恵比寿ガーデンプレイス内の東京都写真美術館ホールで「幻を見るひと」の公開が決まってから、怒濤の日々が始まった。

なんとか「映画芸術」のゲラは戻したものの、急遽、マスコミ試写会を催すことになり、招待状やフライヤー、ポスターの制作も急がなければならなくなったのだ。

撮影時にはアシスタント・プロデューサーとスチルを兼任したバンビことパンクな彼女が、配給プロデューサーとなり、フライヤーやポスターのデザインを井原靖章さんに頼んだ。
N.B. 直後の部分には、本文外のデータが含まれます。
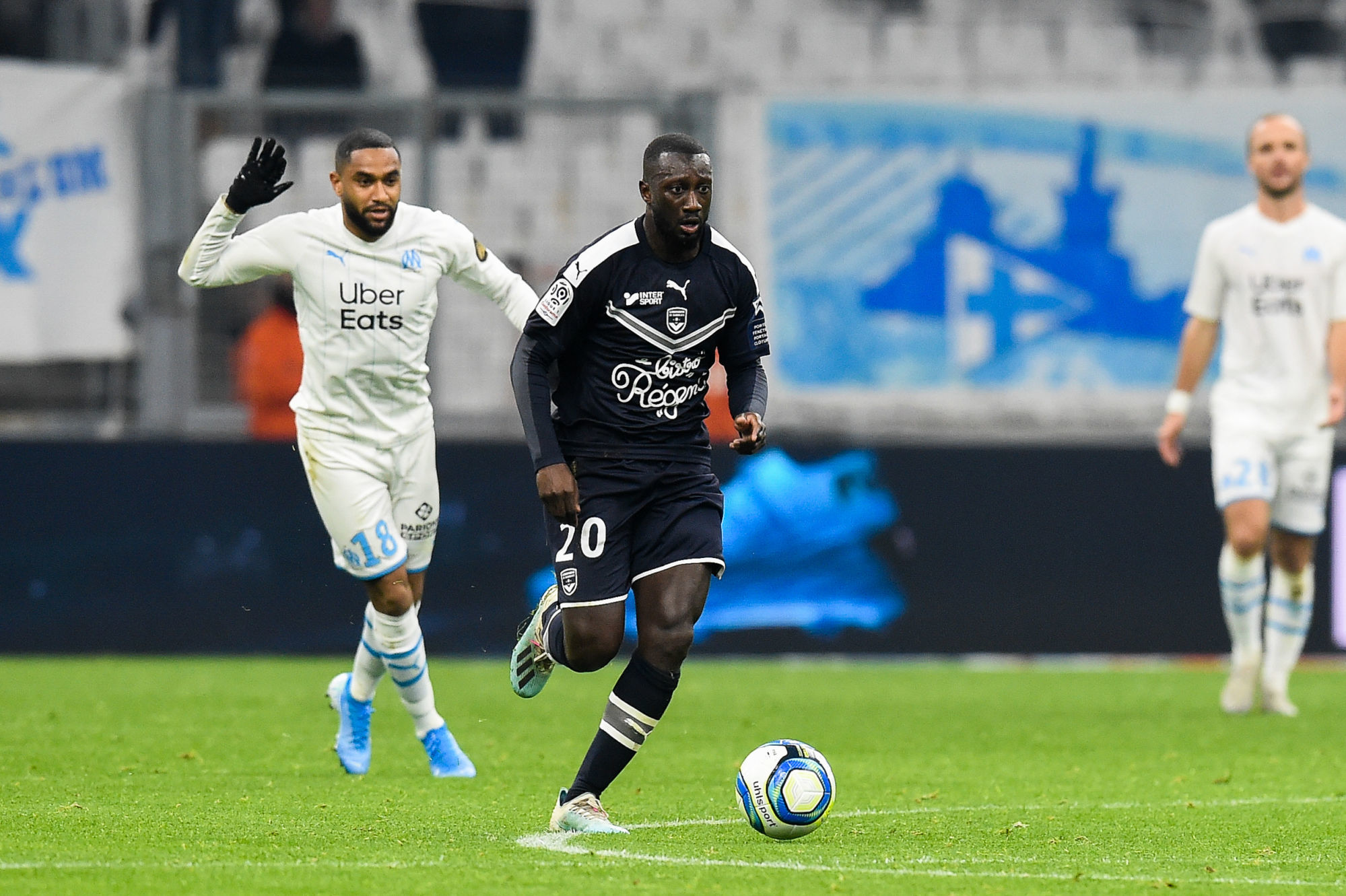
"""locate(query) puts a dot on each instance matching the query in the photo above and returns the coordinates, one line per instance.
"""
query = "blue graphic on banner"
(796, 549)
(24, 183)
(898, 265)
井原さんは、装幀を担当された吉増剛造『根源乃手/根源乃(亡露ノ)手、……』で、昨年の第51回造本装幀コンクールで経済産業大臣賞を受賞、世界最大のフランクフルト・ブックフェアにも出品されたが、ローライ同盟のメンバーである。


井原さんのデザインによるマスコミ試写会の案内状が刷りあがって、京都の印刷所から届くや否や、バンビは100件を超える送付先をPCに打ち込み、ラベルシールにプリントアウトして発送。
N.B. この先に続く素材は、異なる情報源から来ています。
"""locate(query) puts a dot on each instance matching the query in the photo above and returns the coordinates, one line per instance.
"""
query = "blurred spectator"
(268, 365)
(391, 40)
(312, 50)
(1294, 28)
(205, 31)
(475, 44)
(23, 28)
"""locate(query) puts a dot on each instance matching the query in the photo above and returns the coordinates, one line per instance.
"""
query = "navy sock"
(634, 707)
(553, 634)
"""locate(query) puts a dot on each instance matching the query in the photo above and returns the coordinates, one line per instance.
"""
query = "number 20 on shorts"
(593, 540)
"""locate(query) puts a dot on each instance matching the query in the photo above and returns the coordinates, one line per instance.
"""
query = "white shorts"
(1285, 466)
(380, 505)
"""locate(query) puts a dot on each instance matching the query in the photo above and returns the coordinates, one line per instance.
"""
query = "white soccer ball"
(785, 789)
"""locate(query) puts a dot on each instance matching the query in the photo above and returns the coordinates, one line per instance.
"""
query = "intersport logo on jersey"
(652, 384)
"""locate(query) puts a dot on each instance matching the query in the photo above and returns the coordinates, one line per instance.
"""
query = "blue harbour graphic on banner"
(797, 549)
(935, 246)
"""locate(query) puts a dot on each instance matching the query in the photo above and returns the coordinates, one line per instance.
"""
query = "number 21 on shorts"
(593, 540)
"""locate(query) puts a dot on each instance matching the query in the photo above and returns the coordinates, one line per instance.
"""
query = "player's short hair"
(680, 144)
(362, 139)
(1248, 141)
続けて、私がテクストを書いたフライヤーのラフを入稿し、井原さんがデザインし、次はポスター、さらにチケットと作業が続いた。


いちばん仰天したのは、フライヤー13000部が届いたときである。

ダンボール2、3個と思っていたら、厚手の紙を指定し二つ折りのデザインにしたものだから、なんとダンボール13箱。

家には、そんなスペースはないので、とりあえず倉庫に積んでもらって、その日のうちに東京都写真美術館に10000枚、10箱分を送り出した。



私は9月19日、午前中からテレコムスタッフ制作の番組の試写があったので、前日に東京入りしてワシントンホテル泊まり。

Edge立ち上げたプロデューサーである設楽実氏と立川の鰻の串焼きの「うなくし」で飲みながら、来年度の番組編成の打ち合わせをした。


翌日のテレコムスタッフの番組試写は、2本。

ともに伊藤憲ディレクターによるもので、仏師の系譜をたどる「自ら仏を彫る系譜」は、運慶に続いて、鎌倉時代の奈良の仏師、善円。

ナビゲーターは彫刻家で芸大教授の籔内佐斗司さん。

運慶、快慶ら慶派をも凌ぐ超絶技巧の善派を描く番組である。

奈良では地蔵信仰がいまだに息づいているのが面白かった。


奈良時代に東大寺の大仏造立を担った行基や「越しの大徳」泰澄から、江戸時代の円空、木喰と続いてきた「自ら仏を彫る系譜」も九作目になるが、今回で終わりとなる。

もう一本は、柳美里さんをナビゲーターに青森のイタコに取材する平田潤子ディレクターのコンテンツから始まった日本の民間信仰に焦点を当てる番組で、今回は御嶽信仰を扱ったのだが、文化人類学的にも貴重な映像となった。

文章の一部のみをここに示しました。